Mulder's eyes were squeezed shut. His chest was heaving. His arms trembled, holding me up. Keeping me there, helping me do this. He'd never fought me when I dominated him, when I'd tied him up and whipped him and fucked him. I'd never fought him when he tried to beat the shit out of me, even when he used a public telephone receiver to do it. Now we'd probably fight about who was on top this time and how the used condoms were piling up beside the bed. "Jesus," I said again, still praying. A few decades to fuck and suck each other and to fight about stupid shit. Maybe God would be let me live long enough to have that, in spite of everything.

I made it the longest, slowest fuck I've ever managed. I concentrated on how it felt, every inch, every millimeter, in and out. The grip of Mulder's ass and the texture of the condom. The smell of his sweat and mine, mine sharp, his ripe. The whorls of his fingerprints against my chest and the whisper of his cock against my belly when he moved a certain way. The path of the moonlight crossing the room, his face, the pillow, and his eyes the color of limes in that light. The dizzy, light-headed feeling of not being able to hold back, the inevitability of fucking him harder, panting high and fast while Mulder grunted with every thrust. And the moment when I took my hand off the mattress, the moment before I came, and leaned all my weight on Mulder's trembling arms while I wrapped my hand around his cock so we could come together.

Perfect.

His arms bent, finally, and let me down to lie on top of him. He put his arms around me, tight. I wiped my hand on the bedspread and then wound it into his hair. We were both crying.

"I think I'll stay," I said at last.

"Good."

******

Epilogue

It was always Uncle Alex who told me the truth about things. Which was ironic, as it turned out. He always shot from the hip--a joke which goes beyond being ironic into being poor taste. But have you ever stopped to think about how rarely adults tell children the truth? I could count on Uncle Alex. If a shot from the doctor was going to hurt, he would tell me how much and how long the hurt would last and what could be done to make it better. If someone had died, he said they had died and not that they had "gone to heaven" or "passed on". If he told me to do something, he always had a reason for it, and the reason always made sense. And if he said I wasn't acting very smart, well, that was harsh criticism from his lips.
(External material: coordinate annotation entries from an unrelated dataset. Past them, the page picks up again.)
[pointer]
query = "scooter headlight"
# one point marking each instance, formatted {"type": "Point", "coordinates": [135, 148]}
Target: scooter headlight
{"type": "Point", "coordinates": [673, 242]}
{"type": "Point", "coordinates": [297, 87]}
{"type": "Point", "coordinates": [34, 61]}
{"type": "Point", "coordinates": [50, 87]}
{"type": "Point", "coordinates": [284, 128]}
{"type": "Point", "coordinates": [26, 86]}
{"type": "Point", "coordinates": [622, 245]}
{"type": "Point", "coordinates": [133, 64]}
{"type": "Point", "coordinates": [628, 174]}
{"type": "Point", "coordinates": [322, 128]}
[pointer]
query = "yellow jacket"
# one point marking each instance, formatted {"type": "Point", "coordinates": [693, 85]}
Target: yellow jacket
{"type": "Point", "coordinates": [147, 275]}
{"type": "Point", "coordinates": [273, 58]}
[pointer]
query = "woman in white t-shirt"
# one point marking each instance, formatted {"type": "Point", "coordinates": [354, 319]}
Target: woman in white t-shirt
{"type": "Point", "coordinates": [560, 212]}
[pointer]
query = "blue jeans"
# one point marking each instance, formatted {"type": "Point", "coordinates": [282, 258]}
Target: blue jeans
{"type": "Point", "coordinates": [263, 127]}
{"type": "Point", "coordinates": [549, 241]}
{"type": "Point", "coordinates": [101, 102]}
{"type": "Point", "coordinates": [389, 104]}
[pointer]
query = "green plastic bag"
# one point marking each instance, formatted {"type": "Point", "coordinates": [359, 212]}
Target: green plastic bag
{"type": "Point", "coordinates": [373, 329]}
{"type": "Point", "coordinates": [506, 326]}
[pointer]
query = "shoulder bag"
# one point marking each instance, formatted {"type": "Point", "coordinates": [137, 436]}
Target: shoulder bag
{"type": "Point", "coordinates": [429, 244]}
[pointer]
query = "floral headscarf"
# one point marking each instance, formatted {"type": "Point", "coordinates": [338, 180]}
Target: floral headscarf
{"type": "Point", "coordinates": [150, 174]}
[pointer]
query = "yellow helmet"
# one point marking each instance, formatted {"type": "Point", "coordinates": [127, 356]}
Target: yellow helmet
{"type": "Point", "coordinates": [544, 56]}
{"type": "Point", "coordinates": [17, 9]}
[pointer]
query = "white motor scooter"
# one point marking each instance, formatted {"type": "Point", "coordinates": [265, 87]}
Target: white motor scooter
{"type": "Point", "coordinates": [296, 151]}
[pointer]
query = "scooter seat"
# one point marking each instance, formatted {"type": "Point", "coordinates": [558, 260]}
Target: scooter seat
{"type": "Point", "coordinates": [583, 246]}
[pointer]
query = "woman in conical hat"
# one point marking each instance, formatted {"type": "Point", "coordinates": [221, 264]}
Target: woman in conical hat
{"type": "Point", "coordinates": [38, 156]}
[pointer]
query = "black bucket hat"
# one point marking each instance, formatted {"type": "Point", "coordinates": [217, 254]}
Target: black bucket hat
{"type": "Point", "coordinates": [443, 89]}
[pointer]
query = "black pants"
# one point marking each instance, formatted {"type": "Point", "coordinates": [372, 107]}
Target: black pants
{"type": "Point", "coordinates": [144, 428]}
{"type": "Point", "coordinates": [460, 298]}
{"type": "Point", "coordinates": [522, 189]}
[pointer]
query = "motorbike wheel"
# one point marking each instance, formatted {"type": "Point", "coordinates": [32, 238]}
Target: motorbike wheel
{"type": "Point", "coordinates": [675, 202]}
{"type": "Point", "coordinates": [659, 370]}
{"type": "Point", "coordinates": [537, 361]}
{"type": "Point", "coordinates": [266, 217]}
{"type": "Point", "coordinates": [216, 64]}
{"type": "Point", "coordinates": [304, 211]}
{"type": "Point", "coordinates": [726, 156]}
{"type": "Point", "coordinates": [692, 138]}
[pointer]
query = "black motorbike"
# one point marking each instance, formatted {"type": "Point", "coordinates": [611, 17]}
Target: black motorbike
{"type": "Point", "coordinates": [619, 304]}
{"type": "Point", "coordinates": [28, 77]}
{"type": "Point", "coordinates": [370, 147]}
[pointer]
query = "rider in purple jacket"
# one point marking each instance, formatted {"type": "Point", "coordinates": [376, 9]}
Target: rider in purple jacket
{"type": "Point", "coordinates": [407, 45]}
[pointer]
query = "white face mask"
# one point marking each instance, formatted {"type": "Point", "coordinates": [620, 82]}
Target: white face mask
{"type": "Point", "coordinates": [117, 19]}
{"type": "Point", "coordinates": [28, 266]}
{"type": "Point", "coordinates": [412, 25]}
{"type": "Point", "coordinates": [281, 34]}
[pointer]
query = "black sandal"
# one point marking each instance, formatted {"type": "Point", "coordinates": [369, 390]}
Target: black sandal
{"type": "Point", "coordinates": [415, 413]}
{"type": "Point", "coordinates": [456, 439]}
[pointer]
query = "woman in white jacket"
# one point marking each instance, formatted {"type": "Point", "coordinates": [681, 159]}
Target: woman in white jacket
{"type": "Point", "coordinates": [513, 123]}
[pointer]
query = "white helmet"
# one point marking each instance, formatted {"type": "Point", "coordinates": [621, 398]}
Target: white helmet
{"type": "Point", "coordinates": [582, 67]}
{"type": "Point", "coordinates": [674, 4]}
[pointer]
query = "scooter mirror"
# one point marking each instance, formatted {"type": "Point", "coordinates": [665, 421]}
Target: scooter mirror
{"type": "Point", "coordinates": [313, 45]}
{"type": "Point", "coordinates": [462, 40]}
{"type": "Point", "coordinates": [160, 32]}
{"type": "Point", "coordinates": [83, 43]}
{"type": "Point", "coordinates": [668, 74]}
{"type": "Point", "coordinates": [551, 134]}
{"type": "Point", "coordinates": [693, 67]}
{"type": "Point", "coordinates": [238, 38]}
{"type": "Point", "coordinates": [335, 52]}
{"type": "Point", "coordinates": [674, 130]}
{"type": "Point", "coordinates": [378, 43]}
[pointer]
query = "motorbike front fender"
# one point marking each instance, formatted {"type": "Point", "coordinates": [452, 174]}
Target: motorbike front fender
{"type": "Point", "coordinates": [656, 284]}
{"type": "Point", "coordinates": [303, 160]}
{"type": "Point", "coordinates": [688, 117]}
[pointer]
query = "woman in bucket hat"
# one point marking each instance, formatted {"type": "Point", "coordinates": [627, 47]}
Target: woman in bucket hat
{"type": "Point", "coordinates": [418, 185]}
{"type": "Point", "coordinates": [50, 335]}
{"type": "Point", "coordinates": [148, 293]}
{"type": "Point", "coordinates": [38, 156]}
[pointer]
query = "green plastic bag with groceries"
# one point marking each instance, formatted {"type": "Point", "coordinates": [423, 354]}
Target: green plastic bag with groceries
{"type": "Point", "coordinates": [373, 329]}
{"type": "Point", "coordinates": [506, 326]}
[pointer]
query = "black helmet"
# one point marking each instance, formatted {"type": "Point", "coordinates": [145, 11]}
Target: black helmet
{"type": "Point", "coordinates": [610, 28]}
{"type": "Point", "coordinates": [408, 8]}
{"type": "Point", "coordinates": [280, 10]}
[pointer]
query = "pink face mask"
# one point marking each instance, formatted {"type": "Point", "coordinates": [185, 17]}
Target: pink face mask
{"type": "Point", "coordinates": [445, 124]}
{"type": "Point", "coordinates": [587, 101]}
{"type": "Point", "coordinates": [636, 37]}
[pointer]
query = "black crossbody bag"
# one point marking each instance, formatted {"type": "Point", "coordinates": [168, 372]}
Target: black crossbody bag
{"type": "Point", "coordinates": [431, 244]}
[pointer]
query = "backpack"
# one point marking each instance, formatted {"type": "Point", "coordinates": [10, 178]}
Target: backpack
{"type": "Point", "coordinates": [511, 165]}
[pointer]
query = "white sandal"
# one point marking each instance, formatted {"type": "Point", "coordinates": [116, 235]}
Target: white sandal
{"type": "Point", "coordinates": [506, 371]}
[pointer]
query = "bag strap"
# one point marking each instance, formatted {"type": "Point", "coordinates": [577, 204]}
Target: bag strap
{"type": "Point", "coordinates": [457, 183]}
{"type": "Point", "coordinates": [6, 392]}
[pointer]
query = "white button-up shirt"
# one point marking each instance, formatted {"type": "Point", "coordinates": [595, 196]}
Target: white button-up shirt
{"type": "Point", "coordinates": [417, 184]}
I knew that Uncle Alex wasn't really my uncle, he wasn't Mom's brother or Dad's, and that he had more money than Mom and Dad or even than Mulder, for some reason. I knew that Mulder hated his first name and hated being called "Uncle" and that he loved me. I knew Mulder and Uncle Alex loved each other in pretty much the same way Mom and Dad did. I knew that Mom and Dad and Mulder all used to work for the FBI, once upon a time, and I figured Uncle Alex did, too. When I asked him about it, he gave me what I already thought of, back then, as "Uncle Alex's naughty grin" and just said, "Yeah, I did. For a while."
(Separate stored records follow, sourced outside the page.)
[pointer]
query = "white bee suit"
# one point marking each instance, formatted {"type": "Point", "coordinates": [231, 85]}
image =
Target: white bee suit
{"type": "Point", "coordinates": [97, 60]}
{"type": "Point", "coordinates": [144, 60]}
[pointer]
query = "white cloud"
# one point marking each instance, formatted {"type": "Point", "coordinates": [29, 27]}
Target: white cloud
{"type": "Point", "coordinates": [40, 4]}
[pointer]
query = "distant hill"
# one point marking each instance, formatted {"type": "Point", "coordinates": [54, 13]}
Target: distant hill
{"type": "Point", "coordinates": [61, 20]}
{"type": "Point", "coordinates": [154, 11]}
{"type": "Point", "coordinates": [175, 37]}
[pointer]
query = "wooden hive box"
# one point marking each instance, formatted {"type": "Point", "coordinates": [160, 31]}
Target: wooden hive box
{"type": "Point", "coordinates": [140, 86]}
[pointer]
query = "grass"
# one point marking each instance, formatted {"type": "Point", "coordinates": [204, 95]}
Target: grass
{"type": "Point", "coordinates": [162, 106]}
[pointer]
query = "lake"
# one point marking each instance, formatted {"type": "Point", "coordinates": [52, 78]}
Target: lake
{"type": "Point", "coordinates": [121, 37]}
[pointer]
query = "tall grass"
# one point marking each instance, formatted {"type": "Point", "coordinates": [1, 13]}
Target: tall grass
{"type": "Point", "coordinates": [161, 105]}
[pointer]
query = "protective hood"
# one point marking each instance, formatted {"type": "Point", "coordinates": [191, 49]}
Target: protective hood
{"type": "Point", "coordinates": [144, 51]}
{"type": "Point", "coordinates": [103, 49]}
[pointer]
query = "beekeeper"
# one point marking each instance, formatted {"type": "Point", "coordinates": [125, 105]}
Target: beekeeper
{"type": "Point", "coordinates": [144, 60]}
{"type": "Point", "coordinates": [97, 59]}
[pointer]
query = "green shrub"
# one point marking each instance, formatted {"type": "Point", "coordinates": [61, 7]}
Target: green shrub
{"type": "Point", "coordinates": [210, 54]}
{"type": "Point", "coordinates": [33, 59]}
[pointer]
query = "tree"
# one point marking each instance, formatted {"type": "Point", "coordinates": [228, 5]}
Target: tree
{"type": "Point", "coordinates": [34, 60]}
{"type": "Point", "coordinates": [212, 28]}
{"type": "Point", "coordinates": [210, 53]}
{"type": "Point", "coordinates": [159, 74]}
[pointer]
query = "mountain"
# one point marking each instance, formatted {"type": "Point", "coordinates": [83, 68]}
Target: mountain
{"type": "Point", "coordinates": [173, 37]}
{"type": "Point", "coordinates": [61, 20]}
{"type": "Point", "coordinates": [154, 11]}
When you're a child, you take for granted that whatever goes on in your house is what's normal. Unfortunately, if your dad beats your mom or sticks his hand under your panties or lays around all day drinking, you think that's normal, and it doesn't occur to you to complain. In my case, I figured it was normal for kids to have extra grownups to look after them besides just a mommy and a daddy. I figured it was normal for your parents to be around fifty years older than you were, instead of just twenty or thirty. I figured it was normal for two men to fall in love and live together. I figured it was normal to have guns in the house and I understood I was never, ever to touch them. After all, Mom was a police detective, and she and Dad and Mulder and Uncle Alex had all been FBI, that was like the police only bigger, right? I figured everybody had a dog and a cat and a bird and fish. The dog was Dad's, the cat belonged to Uncle Alex, the bird was Mom's, and the fish were Mulder's. There were lots of jokes about killing the fish that I didn't understand.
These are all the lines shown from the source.